バクラク事業部 Platform Engineering 部の uehara です。2023年4月に入社しました!
この記事では、直近で取り組んだ Datadog のコスト最適化の取り組みを紹介します。
概要
大きく2つの施策によって、Datadog の月額料金を 30% ほど削減しました。
- 毎月の利用量を事前コミットすることで単価を下げた
- ログ運用を見直すことでコストを約半分にした
利用量の事前コミット
Datadog の一部機能では利用量を事前コミットすることで単価を下げることができ、価格表も公開されています。BILLED ANNUALLY が年契約、BILLED MONTH-TO-MONTH が月契約の単価です。
オンデマンド料金と比較すると2割から3割ほど安くなっていることが分かります。
直近の利用実績から毎月必ず利用する分を算出し、MONTH-TO-MONTH として契約しました。事前コミットの内容については今後も定期的に見直しを行う予定です。
ログ保存期間の見直し
次に、ログ周りの運用を大幅に見直しました。
弊社では各種ログを基本的に Datadog Logs へ転送しているため利用量が大きく、請求金額の大部分を占めている状況です。

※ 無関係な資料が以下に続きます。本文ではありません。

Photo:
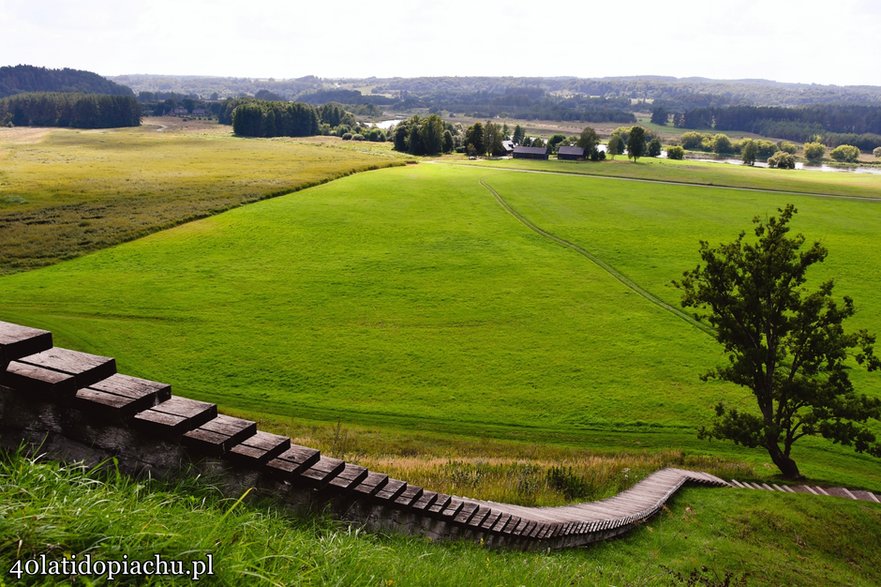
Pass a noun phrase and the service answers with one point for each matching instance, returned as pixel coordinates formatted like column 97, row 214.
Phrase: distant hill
column 28, row 78
column 492, row 95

ここでは、ログ保存方法と事前コミット量の見直しでログ関連のコストを半分に圧縮できました。
見直し前 | 見直し後 | |
---|---|---|
保存日数 | 全てのログを30日間保存 | ログ種別によって保存日数を変更 |
保存先 | index *1 | index および archive |
事前コミット | 一部のみ | 直近の実績を元に再設定 |
Datadog Logs には index と archive の2つの機能が存在しており、これらを適切に使い分けることでコストを最適化することが可能です。
それぞれの特徴を簡単にまとめました。
- index
- Log Explorer で検索・閲覧が可能
- 監視対象として指定可能
- 指定した保存期間を過ぎると消える
- 保存日数によって単価が変わる
- ref: https://docs.datadoghq.com/ja/logs/log_configuration/indexes/
- archive
- 任意のクラウドストレージ (S3 等) へログを格納する
- 検索・閲覧をするためには一度 index へ戻す必要がある
- Datadog としての保存料金は掛からないため安価 *2
- ref: https://docs.datadoghq.com/ja/logs/log_configuration/archives/
監視対象としたいログや Log Explorer で閲覧したい直近のログを index へ、長期的に保管したいログは archive へ入れるのが基本の使い方といえます。
これまでは全てのログを30日間 index に入れていたため、この運用を見直しました。先述の料金表にもありますが、保存期間を30日→7日に短縮することで単価が大きく下がります。
見直し前後のログ保存ポリシーは以下の通りです。
見直し前 | 見直し後 | |
---|---|---|
本番環境 | 30日 | 7日 |
検証環境 | 30日 | 7日 |
開発環境 | 30日 | 3日 |
エラーログ | 30日 | 15日 |
上記期間を過ぎたログは index から削除されますが、archive (S3) には引き続き保存されており、いつでも index へ復元して検索・閲覧が可能です。
問い合わせ対応等で古いログが必要になった場合に備え、archive からのログ復元手順をドキュメントにまとめ、利用するメンバに周知を行った上で切り替えを実施しました。
まとめ
Datadog のコスト最適化として、毎月の利用量を事前コミットすることで単価を下げ、併せてログ周りの運用も見直すことで、月額コストを 30% ほど削減しました。
Datadog には様々なプランや機能が用意されているため、適切に使い分けることで料金を抑えることができます。
コストを見直す際の参考になれば幸いです。